We must get involved to show compassion! The Good Samaritan got involved. He went out of his way, in fact. Not only did he bandage his wounds, he also took him to a hotel. And not only did he take him to a hotel, he paid for his night's stay. And then - he even came back the next day and paid the innkeeper whatever else he owed. We would say "he went above and beyond the call of duty". But Jesus would say that is your call of duty. That is what I want you to do. Be compassionate - be a neighbor to people in need - show my love to people everywhere.
Where do you see this kind of compassion around you today? I see it in our church as we reach out to help people in need - whether it is in collecting food for Fish Food Pantry for the hungry in our community - or people volunteering to feed the kids of our community through our Feed the Kids Program. I see it in people giving of their time to be a role model and help kids read as a Reading Buddy. I see it in people reaching out to help someone who needs a helping hand, a listening ear and an encouraging word.
I see compassion all around us - but I also see it when people reach out to complete strangers who live around the world and show compassion. Like collecting funds for our sister church in Congo, so that they can be compassionate in helping folks get school supplies for their kids. I see it also in our giving to our emergency response and relief ministry called "Week of Compassion". Christians reach out to provide food, clothing, blankets and medicine - as well as financial help to people in need all around the world. Earlier this month we made hygiene kits that were used to help people who were affected by Hurricane Matthew - and Clean-up kits were collected at our Regional Assembly just this weekend, to show compassion to our neighbors who are cleaning up in the aftermath of the hurricane.

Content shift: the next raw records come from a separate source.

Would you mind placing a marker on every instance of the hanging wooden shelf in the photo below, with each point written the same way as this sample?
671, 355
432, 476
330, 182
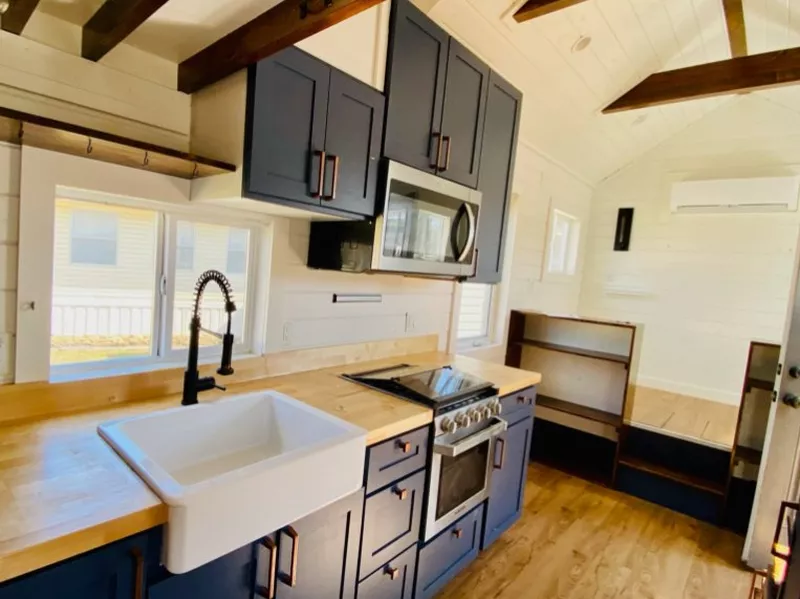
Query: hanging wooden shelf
49, 134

And there are SO MANY more examples we could point to. People making a difference - people touching the world with the love and compassion of Jesus. People putting compassion into action.
Some years ago, I heard a story about a young boy living in Paris at the end of World War 2. He was an orphan because of the atrocities committed by the German forces. Now all alone, he had to scrounge around the city as best he could to find food, clothes & shelter.
But nearly everyone was experiencing desperate times, & most people either ignored him or had nothing to give to him.
Years before, he had heard someone talk about God & Jesus. But with the hell on earth that the war had brought into his life, he had long since lost what little faith he once had.
One cold morning, he was wandering down the street, staring into the windows of shops & cafés. He stopped outside the window of a small bakery. The smell of the fresh bread made his stomach ache with pain.
He was so absorbed by the smell & sights of the bakery that he didn't realize an American soldier had come up & was watching him.
The boy hardly noticed it when the G.I. walked past him into the store. He did, however, notice the large bag of rolls, breads, & pastries was purchasing. Imagine his great shock and surprise when the soldier came out of the shop, knelt down & handed him the bag.
He looked at the G.I. with astonishment & gratefulness. Finally, he asked the question that was running through his mind: "Mister, are you Jesus?"
Have you been mistaken for Jesus? Do your actions remind others of what Jesus would do?
May it be that God is showing through us - in all we do and say!